I'm a student doing exploratory analysis/data vis with this hate crime data set. I am trying to create a matrix of the different categories (i.e. race, religion, etc.) within from my dataset (hate_crime) during 2009 and 2017. The full dataset can be found here.
I extracted the necessary data (incidents during 2009 or 2017) from the existing data.
SecondYear_OTYear <- hate_crime %>% filter(hate_crime$DATA_YEAR == "2017" | hate_crime$DATA_YEAR == "2009")
Then, I just made different subsets for each subcategory in the category. For example, to create subsets of bias descriptions I made the following:
antiWhiteSubset <- SecondYear_OTYear[grep("Anti-White", SecondYear_OTYear$BIAS_DESC), ]
antiWhite17 <- nrow(antiWhiteSubset[antiWhiteSubset$DATA_YEAR == "2017", ])
antiWhite09 <- nrow(antiWhiteSubset[antiWhiteSubset$DATA_YEAR == "2009", ])
antiBlackSubset <- SecondYear_OTYear[grep("Anti-Black", SecondYear_OTYear$BIAS_DESC), ]
antiBlack17 <- nrow(antiBlackSubset[antiBlackSubset$DATA_YEAR == "2017", ])
antiBlack09 <- nrow(antiBlackSubset[antiBlackSubset$DATA_YEAR == "2009", ])

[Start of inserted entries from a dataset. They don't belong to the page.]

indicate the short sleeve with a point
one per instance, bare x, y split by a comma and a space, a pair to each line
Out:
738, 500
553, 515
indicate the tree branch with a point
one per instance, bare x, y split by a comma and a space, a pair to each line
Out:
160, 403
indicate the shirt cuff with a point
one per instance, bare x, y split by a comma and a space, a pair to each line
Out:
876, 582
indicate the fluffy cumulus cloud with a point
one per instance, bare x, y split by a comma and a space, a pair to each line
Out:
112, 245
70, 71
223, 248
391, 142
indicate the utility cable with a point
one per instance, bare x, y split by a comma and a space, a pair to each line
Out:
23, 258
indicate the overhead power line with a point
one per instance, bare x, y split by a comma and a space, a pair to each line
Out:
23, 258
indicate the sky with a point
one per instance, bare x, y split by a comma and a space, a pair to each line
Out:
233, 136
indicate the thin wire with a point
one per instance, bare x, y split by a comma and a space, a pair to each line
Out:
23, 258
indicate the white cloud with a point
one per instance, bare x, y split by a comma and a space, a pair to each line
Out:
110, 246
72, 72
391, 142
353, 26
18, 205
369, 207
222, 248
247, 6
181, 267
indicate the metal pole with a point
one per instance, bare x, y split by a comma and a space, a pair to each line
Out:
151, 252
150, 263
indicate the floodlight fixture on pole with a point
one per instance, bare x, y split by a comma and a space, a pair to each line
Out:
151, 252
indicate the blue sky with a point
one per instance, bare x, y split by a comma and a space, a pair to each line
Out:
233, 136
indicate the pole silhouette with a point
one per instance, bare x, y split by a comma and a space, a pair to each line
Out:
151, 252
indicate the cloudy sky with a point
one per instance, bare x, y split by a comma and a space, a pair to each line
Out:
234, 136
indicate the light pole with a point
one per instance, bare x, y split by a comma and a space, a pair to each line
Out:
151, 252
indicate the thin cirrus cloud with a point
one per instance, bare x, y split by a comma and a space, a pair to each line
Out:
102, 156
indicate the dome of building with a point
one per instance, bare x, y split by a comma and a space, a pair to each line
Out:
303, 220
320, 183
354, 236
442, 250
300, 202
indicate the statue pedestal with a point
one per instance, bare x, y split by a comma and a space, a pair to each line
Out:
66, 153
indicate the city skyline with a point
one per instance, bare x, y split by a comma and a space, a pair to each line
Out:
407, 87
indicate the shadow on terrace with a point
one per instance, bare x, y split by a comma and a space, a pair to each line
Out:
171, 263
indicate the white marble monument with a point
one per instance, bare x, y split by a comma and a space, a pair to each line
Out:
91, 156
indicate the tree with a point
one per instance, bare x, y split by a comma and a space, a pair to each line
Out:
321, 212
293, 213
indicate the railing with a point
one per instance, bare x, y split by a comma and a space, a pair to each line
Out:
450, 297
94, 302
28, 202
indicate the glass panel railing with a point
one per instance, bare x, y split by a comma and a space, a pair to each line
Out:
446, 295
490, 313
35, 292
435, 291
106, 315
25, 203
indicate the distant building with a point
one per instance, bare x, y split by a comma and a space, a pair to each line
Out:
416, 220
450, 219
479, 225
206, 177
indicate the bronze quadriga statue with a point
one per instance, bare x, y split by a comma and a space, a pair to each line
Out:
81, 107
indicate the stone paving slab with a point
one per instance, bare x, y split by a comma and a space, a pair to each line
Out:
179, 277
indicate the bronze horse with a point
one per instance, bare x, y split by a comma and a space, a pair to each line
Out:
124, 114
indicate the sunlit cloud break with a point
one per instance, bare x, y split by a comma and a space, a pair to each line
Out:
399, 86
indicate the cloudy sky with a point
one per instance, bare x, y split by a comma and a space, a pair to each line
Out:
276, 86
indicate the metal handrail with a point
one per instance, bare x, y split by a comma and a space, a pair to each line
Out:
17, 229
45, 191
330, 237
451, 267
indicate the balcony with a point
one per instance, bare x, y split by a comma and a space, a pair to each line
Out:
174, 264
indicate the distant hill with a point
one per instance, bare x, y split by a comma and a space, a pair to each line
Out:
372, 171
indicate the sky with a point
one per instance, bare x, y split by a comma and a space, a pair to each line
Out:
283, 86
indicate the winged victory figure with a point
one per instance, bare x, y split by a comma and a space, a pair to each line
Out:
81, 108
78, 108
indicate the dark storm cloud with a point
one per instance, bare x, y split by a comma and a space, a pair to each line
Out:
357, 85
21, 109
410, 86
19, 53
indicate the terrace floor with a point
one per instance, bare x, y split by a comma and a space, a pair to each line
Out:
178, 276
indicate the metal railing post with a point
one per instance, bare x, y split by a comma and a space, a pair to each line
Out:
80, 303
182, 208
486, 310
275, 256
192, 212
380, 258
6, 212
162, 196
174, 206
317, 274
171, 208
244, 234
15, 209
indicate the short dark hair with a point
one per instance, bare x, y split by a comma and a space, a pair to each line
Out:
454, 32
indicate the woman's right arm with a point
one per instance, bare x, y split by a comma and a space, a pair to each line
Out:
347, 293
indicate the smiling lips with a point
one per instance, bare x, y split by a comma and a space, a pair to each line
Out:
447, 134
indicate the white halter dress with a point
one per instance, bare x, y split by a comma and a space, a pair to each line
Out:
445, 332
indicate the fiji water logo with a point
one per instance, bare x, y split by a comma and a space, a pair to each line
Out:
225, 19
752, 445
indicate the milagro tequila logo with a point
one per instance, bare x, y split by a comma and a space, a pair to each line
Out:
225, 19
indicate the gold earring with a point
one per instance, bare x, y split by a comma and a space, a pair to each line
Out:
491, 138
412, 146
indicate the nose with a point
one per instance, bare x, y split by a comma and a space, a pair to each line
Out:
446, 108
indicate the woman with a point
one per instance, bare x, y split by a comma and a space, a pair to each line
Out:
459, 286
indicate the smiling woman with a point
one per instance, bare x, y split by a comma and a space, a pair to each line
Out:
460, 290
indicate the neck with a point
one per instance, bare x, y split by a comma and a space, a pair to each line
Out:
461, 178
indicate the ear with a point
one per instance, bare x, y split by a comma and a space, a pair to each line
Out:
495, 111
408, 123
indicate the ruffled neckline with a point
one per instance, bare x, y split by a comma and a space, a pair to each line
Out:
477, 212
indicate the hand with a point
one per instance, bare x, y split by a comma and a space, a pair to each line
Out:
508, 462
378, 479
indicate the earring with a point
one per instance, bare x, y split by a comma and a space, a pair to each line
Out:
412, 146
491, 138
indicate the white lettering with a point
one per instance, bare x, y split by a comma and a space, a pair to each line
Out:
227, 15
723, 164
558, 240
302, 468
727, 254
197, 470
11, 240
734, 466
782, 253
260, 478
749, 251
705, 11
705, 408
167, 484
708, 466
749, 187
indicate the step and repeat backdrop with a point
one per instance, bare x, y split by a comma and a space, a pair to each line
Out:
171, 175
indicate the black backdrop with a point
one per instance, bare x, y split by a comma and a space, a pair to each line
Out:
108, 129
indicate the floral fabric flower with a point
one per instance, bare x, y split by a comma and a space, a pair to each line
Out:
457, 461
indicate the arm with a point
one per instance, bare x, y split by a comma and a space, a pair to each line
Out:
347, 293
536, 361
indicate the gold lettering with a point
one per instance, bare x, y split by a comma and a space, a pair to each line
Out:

antiLatinoSubset <- SecondYear_OTYear[grep("Anti-Hispanic", SecondYear_OTYear$BIAS_DESC), ]
antiLatino17 <- nrow(antiLatinoSubset[antiLatinoSubset$DATA_YEAR == "2017", ])
antiLatino09 <- nrow(antiLatinoSubset[antiLatinoSubset$DATA_YEAR == "2009", ])
And, I proceeded to do all of the different bias descriptions with the same structure. Then, I created a matrix of the totals to create varying bar plots, mosaic plots, or chi-square analysis, such as the following:
Bar plot of Hate Crime Incidents by Bias Descriptions:
However, I feel like there is a more efficient way to code for the different subsets... I'm open to any suggestions! Thank you so much.